Veszprém vs. paris: das finale, das nie gelingen wollte!
Ein Duell der Giganten, eine Geschichte voller verpasster Chancen und gebrochener Träume: One Veszprem HC und Paris Saint-Germain treffen heute (1. April, 18.45 Uhr/Dyn) in den Play-offs der EHF Champions League aufeinander. Beide Klubs sind seit Jahren auf der Suche nach dem ersehnten Titel – und die Vergangenheit hat es in sich.
Die unglückliche chronik von veszprém
Die Ungarn, finanziell stark aufgerüstet mit Stars wie Fabregas, Remili und Cindric, haben in den letzten Jahren eine bemerkenswerte Reise hinter sich. 2013/14 marschierten sie bis ins Halbfinale, nur um dort dem THW Kiel unter die Räder zu geraten.
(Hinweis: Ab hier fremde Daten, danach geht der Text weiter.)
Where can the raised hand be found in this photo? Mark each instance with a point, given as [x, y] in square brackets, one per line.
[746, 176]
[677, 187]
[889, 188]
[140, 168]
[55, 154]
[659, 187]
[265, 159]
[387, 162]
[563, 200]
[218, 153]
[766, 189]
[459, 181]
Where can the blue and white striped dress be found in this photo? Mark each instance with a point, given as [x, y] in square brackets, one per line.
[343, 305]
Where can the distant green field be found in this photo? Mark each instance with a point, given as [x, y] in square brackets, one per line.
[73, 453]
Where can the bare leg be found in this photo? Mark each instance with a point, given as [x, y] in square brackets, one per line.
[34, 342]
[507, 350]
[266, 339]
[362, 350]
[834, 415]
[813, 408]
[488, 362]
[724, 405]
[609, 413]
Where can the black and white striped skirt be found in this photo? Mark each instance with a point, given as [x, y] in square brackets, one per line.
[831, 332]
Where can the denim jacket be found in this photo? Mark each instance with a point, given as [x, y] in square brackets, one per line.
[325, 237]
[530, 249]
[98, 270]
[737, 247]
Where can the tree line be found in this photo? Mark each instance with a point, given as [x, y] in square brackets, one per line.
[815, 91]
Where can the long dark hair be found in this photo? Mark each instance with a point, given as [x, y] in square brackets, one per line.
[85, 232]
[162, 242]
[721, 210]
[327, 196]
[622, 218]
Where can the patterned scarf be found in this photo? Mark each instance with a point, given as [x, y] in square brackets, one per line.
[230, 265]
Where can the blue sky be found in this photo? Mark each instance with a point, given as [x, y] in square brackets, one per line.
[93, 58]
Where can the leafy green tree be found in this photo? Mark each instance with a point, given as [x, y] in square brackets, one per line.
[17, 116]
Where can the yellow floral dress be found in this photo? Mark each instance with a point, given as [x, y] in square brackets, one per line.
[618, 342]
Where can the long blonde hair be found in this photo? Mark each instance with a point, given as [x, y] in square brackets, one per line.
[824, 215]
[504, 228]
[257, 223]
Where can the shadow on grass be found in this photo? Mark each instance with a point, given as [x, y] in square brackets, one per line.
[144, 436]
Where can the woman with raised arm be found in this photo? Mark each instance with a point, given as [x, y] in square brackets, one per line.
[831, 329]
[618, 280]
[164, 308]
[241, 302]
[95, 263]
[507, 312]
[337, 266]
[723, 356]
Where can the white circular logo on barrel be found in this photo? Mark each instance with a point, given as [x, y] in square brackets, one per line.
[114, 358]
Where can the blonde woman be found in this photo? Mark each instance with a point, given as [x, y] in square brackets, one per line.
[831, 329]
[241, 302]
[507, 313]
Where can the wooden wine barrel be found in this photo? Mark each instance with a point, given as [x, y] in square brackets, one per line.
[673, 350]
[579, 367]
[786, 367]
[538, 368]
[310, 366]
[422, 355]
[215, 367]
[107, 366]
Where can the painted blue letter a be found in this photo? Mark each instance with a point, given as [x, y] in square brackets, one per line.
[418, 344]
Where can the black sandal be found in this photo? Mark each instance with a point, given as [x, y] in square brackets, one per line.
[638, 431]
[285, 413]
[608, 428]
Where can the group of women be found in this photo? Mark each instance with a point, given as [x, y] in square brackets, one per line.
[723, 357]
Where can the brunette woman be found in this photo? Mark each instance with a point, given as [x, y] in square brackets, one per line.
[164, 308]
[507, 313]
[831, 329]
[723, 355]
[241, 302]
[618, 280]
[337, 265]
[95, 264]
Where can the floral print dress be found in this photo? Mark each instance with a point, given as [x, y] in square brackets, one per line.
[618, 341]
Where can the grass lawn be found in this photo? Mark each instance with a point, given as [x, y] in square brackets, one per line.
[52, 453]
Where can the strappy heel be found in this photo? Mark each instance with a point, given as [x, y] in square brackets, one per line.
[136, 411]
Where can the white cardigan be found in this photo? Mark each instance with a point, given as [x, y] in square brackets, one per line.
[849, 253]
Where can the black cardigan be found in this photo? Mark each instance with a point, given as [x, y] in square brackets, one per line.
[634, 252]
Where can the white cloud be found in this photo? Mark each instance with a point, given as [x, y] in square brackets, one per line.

Es folgte eine Serie von Final-Teilnahmen, die jedoch immer wieder schmerzlich endeten. Gegen Barcelona, gegen Kielce – und dann der absolute Tiefpunkt: Gegen Kielce gaben sie in der letzten Viertelstunde der regulären Spielzeit einen Neun-Tore-Vorsprung aus der Hand. Ein Szenario, das in die Annalen des Handball-Sportes als einer der größten Zusammenbrüche überhaupt einging. Die Niederlage gegen Vardar Skopje 2018/19 zementierte das Bild des ewigen Zweiten. Seitdem blieb Veszprém im Viertelfinale oder Halbfinale hängen – gegen Kiel, Nantes, Kielce (zweimal), Aalborg und zuletzt Magdeburg. Die Millioneninvestitionen brachten den erhofften Erfolg nicht.

Pariss‘ suche nach der konstanz
Auch Paris Saint-Germain, getragen von Starbesetzungen wie Hansen, Narcisse und Abalo in der Anfangsphase, hat mit dem Champions-League-Triumph gehadert. Nach dem Einzug in die Königsklasse mit katarischem Geld schied PSG zunächst gegen Veszprém aus. Nikola Karabatic konnte die Mannschaft verstärken, doch das Halbfinale gegen Kielce blieb 2015/16 die letzte Hürde. 2016/17 folgte die bittere Niederlage gegen Skopje – ein Finale, das bis heute als eine der größten Enttäuschungen in der Geschichte des Vereins gilt. Seitdem gab es immer wieder Final4-Teilnahmen, aber die Zeiten, in denen PSG als unangefochtener Favorit galt, sind längst vorbei. Die Substanz des Teams hat in den letzten Jahren gelitten.
Ein besonderes Augenmerk gilt Nedim Remili, der 2013 von Paris nach Veszprém wechselte. Er ist einer der wenigen Spieler, die beide Klubs vertreten und immer noch auf den ersten Champions-League-Titel warten.
Die Bilanz der beiden Teams in der Königsklasse zeigt deutlich die Höhen und Tiefen ihrer jeweiligen Reise: Veszprém hatte mehr Endspielteilnahmen, scheiterte aber öfter. Paris hingegen blieb vor allem in den Halbfinals und Viertelfinals hängen.
Heute Abend wird sich zeigen, ob einer der beiden Klubs endlich die Last der Vergangenheit abschütteln und den ersehnten Titel in die Höhe stemmen kann. Es ist ein Duell, das mehr als nur ein Handballspiel ist – es ist ein Kampf um Ehre, Stolz und die Erfüllung von Träumen.